India's economy likely grew at its fastest in two years between April and June, according to a Reuters poll, as improved sentiment after Narendra Modi's election victory in the middle of the quarter coincided with a rebound in investment, manufacturing and construction.

Prime Minister Modi is expected to deliver major reforms, but the lack of progress on that front, along with poor monsoon rains is expected to hamper the recovery in growth from worryingly low levels.

Asia's third largest economy likely grew 5.3 percent in the first quarter of this fiscal year (April-March), up from 4.6 percent in January-March, according to the median consensus of over 40 economists surveyed by Reuters last week.

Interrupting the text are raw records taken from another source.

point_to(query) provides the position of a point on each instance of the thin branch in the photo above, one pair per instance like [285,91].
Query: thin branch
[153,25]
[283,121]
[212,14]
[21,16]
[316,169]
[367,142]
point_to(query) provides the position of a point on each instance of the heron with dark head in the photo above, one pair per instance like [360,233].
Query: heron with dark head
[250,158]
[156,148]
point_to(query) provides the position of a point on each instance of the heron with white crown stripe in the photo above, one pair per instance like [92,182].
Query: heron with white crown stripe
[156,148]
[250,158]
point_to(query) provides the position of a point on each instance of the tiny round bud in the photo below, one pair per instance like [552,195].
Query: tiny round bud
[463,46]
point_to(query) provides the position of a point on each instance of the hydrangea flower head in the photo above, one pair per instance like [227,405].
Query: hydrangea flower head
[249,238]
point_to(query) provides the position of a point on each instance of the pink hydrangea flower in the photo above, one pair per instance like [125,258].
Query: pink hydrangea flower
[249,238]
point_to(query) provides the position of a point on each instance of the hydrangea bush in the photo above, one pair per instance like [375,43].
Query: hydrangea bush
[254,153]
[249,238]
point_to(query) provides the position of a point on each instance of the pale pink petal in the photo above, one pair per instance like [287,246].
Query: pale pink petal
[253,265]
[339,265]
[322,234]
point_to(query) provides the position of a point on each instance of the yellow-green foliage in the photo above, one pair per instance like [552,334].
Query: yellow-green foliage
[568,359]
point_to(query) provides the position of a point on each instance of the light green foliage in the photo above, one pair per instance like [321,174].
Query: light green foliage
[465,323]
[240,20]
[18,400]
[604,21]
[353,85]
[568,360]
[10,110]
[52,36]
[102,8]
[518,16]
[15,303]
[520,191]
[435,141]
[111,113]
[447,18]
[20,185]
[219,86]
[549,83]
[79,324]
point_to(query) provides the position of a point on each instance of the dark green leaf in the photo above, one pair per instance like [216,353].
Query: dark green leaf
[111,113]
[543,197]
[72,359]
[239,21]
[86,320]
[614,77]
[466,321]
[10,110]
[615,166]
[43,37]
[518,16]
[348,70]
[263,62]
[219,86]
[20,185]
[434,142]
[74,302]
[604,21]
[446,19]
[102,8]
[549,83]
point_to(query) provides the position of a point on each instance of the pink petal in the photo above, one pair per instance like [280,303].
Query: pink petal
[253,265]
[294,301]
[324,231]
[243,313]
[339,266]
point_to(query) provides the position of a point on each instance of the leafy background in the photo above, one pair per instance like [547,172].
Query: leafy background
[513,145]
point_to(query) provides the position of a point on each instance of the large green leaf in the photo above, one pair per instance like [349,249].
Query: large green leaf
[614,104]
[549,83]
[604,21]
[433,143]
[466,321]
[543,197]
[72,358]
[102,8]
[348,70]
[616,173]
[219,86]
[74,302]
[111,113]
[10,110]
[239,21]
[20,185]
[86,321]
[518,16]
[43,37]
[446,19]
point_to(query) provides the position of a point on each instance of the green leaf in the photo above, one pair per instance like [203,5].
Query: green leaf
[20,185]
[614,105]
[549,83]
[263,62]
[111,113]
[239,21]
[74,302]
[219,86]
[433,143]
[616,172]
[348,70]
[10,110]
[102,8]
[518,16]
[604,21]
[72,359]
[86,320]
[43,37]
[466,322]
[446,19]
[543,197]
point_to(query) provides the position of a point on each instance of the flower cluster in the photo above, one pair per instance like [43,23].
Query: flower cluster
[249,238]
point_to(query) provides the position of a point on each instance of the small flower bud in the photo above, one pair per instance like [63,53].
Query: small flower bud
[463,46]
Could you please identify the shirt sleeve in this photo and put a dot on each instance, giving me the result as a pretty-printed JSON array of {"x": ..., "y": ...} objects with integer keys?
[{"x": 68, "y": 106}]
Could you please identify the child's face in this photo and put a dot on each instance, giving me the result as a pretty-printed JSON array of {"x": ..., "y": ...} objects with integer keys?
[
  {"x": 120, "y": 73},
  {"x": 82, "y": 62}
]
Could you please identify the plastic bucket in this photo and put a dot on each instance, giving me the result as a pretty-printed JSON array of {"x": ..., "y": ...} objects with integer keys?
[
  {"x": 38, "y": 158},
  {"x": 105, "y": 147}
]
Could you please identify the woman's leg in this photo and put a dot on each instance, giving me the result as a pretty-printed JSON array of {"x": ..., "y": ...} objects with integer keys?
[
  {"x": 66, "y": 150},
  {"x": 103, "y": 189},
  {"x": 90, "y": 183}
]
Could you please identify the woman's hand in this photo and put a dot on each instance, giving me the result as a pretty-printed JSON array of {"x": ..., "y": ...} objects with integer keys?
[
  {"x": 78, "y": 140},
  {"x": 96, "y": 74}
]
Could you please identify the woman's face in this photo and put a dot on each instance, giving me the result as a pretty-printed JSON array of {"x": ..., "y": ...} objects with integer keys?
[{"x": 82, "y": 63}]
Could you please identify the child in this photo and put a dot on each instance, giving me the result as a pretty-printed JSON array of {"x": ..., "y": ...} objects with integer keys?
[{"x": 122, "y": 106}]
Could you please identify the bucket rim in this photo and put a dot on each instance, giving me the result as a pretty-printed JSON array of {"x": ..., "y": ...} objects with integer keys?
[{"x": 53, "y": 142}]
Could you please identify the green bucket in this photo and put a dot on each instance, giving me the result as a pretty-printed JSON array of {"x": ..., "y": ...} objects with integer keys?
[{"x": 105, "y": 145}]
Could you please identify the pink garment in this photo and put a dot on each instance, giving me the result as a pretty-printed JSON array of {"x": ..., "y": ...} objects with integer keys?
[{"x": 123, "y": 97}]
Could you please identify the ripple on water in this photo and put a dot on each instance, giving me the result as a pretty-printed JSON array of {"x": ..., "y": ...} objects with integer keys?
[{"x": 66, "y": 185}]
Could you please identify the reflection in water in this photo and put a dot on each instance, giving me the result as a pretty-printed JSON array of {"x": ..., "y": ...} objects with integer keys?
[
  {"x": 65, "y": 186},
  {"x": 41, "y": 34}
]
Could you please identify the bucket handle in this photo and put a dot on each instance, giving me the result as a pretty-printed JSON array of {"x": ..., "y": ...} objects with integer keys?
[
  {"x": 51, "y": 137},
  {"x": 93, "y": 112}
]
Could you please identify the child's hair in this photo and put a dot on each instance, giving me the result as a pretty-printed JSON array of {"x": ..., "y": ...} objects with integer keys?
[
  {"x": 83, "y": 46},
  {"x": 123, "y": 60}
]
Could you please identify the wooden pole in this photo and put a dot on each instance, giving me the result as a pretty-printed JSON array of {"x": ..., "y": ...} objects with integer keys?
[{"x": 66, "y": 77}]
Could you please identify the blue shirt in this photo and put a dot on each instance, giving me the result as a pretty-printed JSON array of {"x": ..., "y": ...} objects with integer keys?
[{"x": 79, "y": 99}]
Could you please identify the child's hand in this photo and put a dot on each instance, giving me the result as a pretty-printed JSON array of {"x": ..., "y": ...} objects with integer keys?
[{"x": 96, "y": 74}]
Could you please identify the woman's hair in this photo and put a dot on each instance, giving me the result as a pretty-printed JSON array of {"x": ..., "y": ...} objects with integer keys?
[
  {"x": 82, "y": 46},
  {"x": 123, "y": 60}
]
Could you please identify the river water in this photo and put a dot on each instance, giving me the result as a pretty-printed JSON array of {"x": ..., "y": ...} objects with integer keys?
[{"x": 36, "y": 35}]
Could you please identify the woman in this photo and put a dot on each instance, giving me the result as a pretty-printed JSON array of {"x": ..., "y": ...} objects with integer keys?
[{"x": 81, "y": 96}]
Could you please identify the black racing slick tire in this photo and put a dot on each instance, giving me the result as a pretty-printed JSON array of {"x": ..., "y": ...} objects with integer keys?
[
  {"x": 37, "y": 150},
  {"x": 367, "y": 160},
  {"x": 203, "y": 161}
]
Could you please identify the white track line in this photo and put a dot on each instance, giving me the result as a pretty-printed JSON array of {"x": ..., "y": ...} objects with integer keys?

That would be the fastest since the quarter that ended in March 2012 and reflects the upturn in factory activity during recent months. Official gross domestic product data is due to be released on Friday.

"Capital goods, a leading indicator for investment activity, logged a significant 13.9 percent rise in output in the first quarter of FY15," said Aditi Nayar, Senior Economist at ICRA.

Indian manufacturing activity grew at its quickest pace in 17 months in July as order books swelled, marking the ninth consecutive month of expansion according to the HSBC Purchasing Managers' Index (PMI) survey, compiled by Markit.

And factory production grew for the third straight month in June.

Economists however did not significantly change their growth forecast for the 2014-15 fiscal year, with the average at 5.4 percent.

For all the hopes invested in Modi's government, economists cautioned that the economy's momentum depended on reforms that could prove difficult to pass through parliament.

Despite is massive majority in the lower house, the government lacks a majority in the upper house and it has so far failed to initiate major reforms, and has been confined to taking minor steps to encourage saving and investment.

"Additional reforms are required to ensure that a sustained and broad-based recovery takes root," said ICRA's Nayar.

The poll also showed India's current account deficit likely widened to $7.1 billion in the April-June quarter, compared to a deficit of $1.2 billion in the previous three months, after restrictions on gold imports were lifted.

In percentage terms, the current account deficit probably widened to 1.50 percent of gross domestic product against 0.20 percent in Jan-March quarter.

India's Finance Secretary Arvind Mayaram said last month that India needs to keep its current account deficit between 2.0-2.5 percent for 2014/15.